Similar reasoning has been employed in other jurisdictions including the Ninth Circuit, Missouri, Arizona and Pennsylvania. United States v. Emens, 565 F2d 1142, 1144-1145 (9th Cir. 1977) (dismissal of indictment); State v. Montgomery, 276 SW2d 166, 167-168 (Mo. 1955); Commonwealth v. Ashe, 138 Pa. Super. 222, 227-228 (11 A2d 173) (1940); Condos v. Superior Court for Maricopa County, 29 Ariz. 186, 190-191 (239 P. 1032) (1925) (dismissal of action).

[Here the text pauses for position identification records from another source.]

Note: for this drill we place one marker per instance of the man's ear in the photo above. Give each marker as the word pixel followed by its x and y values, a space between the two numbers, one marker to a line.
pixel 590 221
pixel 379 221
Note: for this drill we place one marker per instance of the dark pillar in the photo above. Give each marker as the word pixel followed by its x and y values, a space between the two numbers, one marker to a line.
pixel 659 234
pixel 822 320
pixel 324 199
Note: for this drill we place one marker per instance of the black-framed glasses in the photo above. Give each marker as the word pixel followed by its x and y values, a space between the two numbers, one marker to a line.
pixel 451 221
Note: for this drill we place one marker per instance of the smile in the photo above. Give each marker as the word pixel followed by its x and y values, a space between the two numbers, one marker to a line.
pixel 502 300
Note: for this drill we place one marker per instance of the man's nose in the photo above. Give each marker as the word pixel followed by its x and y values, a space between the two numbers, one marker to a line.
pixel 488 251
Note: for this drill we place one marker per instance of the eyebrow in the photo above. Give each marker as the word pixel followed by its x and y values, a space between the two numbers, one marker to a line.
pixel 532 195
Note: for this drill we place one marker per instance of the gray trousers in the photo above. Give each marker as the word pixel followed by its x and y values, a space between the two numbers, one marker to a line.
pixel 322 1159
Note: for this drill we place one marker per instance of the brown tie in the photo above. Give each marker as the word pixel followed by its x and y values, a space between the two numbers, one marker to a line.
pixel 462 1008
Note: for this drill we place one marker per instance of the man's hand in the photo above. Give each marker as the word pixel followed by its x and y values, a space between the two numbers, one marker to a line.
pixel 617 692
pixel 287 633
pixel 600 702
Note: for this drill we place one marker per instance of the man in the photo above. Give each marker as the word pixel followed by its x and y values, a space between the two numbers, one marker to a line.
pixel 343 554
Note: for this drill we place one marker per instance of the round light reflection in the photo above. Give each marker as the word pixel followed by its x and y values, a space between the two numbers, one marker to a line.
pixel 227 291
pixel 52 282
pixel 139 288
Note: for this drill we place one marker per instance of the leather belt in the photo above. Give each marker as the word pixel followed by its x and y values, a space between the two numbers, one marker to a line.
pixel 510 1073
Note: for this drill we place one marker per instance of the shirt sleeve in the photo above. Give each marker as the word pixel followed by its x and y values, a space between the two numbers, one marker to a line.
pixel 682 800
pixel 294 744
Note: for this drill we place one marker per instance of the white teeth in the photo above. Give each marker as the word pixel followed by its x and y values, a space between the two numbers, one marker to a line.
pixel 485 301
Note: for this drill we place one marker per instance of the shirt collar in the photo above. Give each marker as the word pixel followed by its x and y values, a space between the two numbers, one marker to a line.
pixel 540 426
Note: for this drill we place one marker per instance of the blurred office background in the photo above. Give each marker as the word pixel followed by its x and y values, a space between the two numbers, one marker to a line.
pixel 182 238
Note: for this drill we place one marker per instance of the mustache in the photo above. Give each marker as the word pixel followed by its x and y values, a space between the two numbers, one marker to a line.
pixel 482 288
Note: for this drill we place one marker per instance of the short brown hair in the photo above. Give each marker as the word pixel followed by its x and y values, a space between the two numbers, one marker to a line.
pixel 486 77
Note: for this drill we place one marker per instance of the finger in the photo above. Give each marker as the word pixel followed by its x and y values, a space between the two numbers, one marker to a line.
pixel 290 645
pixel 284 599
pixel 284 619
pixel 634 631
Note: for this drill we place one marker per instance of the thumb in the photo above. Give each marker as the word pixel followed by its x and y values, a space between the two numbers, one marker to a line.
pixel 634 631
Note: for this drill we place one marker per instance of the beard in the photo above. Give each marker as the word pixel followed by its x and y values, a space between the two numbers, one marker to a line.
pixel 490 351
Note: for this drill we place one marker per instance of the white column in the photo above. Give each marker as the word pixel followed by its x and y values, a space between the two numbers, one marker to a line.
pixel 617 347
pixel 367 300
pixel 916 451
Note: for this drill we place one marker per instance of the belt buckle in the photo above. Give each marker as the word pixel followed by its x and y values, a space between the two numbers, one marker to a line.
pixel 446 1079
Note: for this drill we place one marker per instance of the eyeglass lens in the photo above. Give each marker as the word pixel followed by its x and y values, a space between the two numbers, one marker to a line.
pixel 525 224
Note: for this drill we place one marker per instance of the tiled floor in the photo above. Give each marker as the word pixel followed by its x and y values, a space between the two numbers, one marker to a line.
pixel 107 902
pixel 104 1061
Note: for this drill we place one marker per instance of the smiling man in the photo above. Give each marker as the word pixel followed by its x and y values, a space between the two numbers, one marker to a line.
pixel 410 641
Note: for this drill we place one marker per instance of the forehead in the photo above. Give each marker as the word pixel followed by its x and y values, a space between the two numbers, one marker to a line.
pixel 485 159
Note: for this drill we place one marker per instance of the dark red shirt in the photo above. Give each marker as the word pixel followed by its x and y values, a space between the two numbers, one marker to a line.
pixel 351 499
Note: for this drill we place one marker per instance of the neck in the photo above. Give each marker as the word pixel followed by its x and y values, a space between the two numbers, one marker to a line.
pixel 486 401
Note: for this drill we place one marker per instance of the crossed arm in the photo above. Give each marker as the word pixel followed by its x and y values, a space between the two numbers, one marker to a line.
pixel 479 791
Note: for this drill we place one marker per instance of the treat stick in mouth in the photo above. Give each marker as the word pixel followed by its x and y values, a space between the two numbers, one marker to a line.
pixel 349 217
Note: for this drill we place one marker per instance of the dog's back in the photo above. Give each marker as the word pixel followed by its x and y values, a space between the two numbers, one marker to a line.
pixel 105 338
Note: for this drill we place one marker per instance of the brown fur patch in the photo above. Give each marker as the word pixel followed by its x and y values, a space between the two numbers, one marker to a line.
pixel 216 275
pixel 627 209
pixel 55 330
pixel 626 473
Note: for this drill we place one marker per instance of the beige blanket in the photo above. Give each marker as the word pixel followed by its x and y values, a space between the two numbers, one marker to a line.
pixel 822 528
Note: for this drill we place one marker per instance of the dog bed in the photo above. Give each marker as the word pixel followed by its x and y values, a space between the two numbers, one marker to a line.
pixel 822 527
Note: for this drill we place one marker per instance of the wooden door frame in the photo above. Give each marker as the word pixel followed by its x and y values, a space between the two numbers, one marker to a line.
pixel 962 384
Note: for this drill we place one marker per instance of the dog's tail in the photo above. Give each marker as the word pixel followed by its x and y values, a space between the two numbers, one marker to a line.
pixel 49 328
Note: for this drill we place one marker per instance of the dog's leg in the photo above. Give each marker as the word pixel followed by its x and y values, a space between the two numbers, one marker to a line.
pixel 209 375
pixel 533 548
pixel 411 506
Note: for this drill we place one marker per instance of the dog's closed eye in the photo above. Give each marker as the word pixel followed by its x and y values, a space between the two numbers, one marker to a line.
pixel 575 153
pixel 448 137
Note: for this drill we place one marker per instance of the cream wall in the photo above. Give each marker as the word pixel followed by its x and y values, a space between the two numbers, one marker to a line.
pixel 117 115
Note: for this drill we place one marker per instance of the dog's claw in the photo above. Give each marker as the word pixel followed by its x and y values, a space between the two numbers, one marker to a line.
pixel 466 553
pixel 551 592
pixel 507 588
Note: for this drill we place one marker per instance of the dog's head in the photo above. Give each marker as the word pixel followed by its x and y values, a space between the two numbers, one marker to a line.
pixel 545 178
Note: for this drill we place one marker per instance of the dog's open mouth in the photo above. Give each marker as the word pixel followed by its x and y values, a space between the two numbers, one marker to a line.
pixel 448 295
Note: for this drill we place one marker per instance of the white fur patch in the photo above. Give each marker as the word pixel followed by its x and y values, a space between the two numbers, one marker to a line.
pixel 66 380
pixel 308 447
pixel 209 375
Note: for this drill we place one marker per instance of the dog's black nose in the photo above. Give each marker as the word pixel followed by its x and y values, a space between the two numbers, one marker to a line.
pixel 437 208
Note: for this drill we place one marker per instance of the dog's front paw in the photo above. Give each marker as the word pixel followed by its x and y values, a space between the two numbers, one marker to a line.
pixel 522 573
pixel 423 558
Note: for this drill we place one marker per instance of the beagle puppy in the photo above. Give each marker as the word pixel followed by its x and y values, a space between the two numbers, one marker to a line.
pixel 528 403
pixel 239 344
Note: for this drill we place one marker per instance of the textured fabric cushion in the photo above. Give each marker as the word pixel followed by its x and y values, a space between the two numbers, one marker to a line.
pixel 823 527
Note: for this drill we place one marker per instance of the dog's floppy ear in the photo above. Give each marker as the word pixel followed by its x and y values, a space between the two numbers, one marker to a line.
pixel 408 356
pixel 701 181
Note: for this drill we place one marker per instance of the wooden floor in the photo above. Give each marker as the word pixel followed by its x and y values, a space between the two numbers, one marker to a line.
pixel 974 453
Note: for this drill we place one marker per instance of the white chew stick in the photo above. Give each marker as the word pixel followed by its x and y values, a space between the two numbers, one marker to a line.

As in Illinois, courts of record in Georgia “retain full control over orders and judgments during the term at which they were rendered, and, in the exercise of a sound discretion, may revise or vacate them.” See Drain Tile Machine v. McCannon, 80 Ga. App. 373, 375 (56 SE2d 165) (1949); see also Bowen v. State, 144 Ga. App. 329, 330-331 (241 SE2d 431) (1977). In addition, Georgia follows the general rule that a nolle prosequi or a dismissal of a criminal charge is not a bar to a subsequent prosecution for the same offense. Earlywine, supra. Thus, we conclude that, notwithstanding Buice’s contention to the contrary, trial courts in Georgia do have authority to vacate an order of nolle prosequi. See Clark v. Black, 136 Ga. 812, 816 (5) (72 SE 251) (1911) (“the entry of nolle prosequi has the same force of conclusiveness ordinarily incidental to judgments, and cannot be collaterally attacked”). Accordingly, the trial court did not err in allowing the State to proceed on the indictment.

2. Buice asserts that the trial court erred in allowing a witness to testify regarding the victim’s credibility. Prior to admitting the testi *55 mony of Suzanne Howell from the Department of Family & Children Services regarding the victim’s statement under the Child/Victim Hearsay Statute, OCGA § 24-3-16, the trial court asked Howell, in the presence of the jury, whether the victim had exhibited “a general attitude of credibility” during the interview process. Howell responded that she “had a very strong conviction in her heart” that the victim was telling the truth. According to Buice, the trial court erred in questioning a witness about the victim’s credibility in front of the jury. We agree.

It is well settled that “[i]n no circumstances may a witness’ credibility be bolstered by the opinion of another, even an expert, as to whether the witness is telling the truth.” Price v. State, 220 Ga. App. 176, 177 (2) (b) (469 SE2d 333) (1996); Roberson v. State, 214 Ga. App. 208, 210 (4) (447 SE2d 640) (1994); Guest v. State, 201 Ga. App. 506, 507 (1) (411 SE2d 364) (1991). The credibility of a witness is a matter exclusively for determination by the jury.